There are still video poker games that with proper strategy pay over 100%. I’ve also seen a blackjack game at the Fiesta Rancho and Slots-a-Fun in Las Vegas that had a basic strategy advantage. As I argue in my sports betting section betting NFL underdogs at home against the point spread also has resulted in a historical advantage. So 100x odds in craps is still one of the best bets out there, but not the very best. Yes, 0.014% means that per $100 bet you lose 1.4 cents on average.

What is the probability that two players will have different four-of-a-kinds in Texas Hold’em?

Anonymous

Between two players there are 9 total cards. These must consist of two four of a kinds and one singleton. The number of combinations for this is combin(13,2)*44 = 3432. The total number of ways to pick 9 cards out of 52 is combin(52,9) = 3,679,075,400. So the probability you have the right cards, but not necessarily in the right order, is 3432/3,679,075,400 = 1 in 1,071,992.

However just because the cards are AAAABBBBC doesn’t mean both players will have different four of a kinds. The number of ways to arrange them into a 5-card hand and two 2-card hands is 9!/(5!*2!*2!) = 756. Following are the ways those 9 cards can fall.

Four of a Kind Bad Beat Combinations

36

Player 1

Player 2

Flop

Mirror Patterns

Combinations per Pattern

Total Combinations

AA

BB

AABBC

2

72

AA

AB

ABBBC

4

48

192

AA

AA

BBBBC

2

6

12

AA

AC

ABBBB

4

12

48

AA

BC

AABBB

4

24

96

AB

AB

AABBC

1

144

144

AB

AC

AABBB

4

48

192

Of these only the first and the fifth group result in both players having a different four of a kind. So the probability that an AAAABBBBC set of cards results in two different four of a kinds is 168/756 = 22.22%.

So the answer to your question is (3432/3,679,075,400)*(168/756) = 1 in 4,823,963. On a more practical note Party Poker has a bad beat jackpot for a losing hand of four eights. Given that there are two four of a kinds the probability that both are eights or greater is combin(7,2)/combin(13,2) = 21/78 = 26.92%. So the probability that any one hand of two players will result in this bad beat jackpot is 1 in 17,917,577.
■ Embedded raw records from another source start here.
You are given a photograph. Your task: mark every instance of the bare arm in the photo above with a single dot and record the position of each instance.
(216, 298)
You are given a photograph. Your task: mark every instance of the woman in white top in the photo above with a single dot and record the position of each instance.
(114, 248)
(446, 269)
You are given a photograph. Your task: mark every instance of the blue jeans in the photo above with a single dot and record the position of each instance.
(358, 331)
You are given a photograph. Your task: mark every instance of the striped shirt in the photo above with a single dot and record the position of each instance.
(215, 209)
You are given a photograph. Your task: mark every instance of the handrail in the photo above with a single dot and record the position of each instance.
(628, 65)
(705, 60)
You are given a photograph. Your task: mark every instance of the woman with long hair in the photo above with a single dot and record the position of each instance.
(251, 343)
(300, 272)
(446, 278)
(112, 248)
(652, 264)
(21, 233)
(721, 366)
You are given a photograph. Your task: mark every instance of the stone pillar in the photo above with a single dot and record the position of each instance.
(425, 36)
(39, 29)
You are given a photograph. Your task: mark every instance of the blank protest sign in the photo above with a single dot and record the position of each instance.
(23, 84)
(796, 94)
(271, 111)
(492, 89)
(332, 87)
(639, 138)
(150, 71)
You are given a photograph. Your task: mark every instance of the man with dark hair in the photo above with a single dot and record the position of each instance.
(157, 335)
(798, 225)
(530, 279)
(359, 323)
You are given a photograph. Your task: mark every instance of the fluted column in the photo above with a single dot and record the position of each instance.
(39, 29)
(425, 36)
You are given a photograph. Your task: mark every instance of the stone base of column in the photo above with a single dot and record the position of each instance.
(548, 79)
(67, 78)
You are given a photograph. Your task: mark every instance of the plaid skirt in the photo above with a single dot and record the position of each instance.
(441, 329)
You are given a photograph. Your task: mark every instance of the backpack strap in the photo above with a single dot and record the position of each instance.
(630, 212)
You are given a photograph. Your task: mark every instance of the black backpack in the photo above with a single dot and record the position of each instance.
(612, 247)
We have all been at blackjack tables where it appears the dealer cannot seem to lose. Assuming you cannot count cards and the dealer is winning 3, 4 or 5 hands in a row, is there any assumptions one can make about the count or is all just random? Do you get up and leave (and/or reduce your bet) and go to another table on the theory that the count is against you and that is why you are losing. Or, do you just assume that the past has no influence on the next hand and continue on. What would the Wizard do? I know hunches have nothing to do with it but, particularly in Blackjack, are there any mathematical conclusions one can draw about the future from the fact that the dealer has been winning (or losing for that matter) for what seems like an inordinate amount of time.

Anonymous

Actually, if the dealer has been winning it is slightly likely that it is because lots of small cards have come out, which would mean the deck is rich in large cards, in which case the odds would actually bend in your favor the next hand. But this is a very slight effect and nothing you should be trusting in. I think in these situations you have just been having bad luck and switching tables will not help. Lest some perfectionist correct me I will say that between shuffles blackjack hands do have a slightly negative correlation. If you had asked about roulette or craps I would say the past makes no difference at all. It would also say that about blackjack if a continuous shuffler were used. However I can’t absolutely say blackjack hands are independent for the reason I just explained.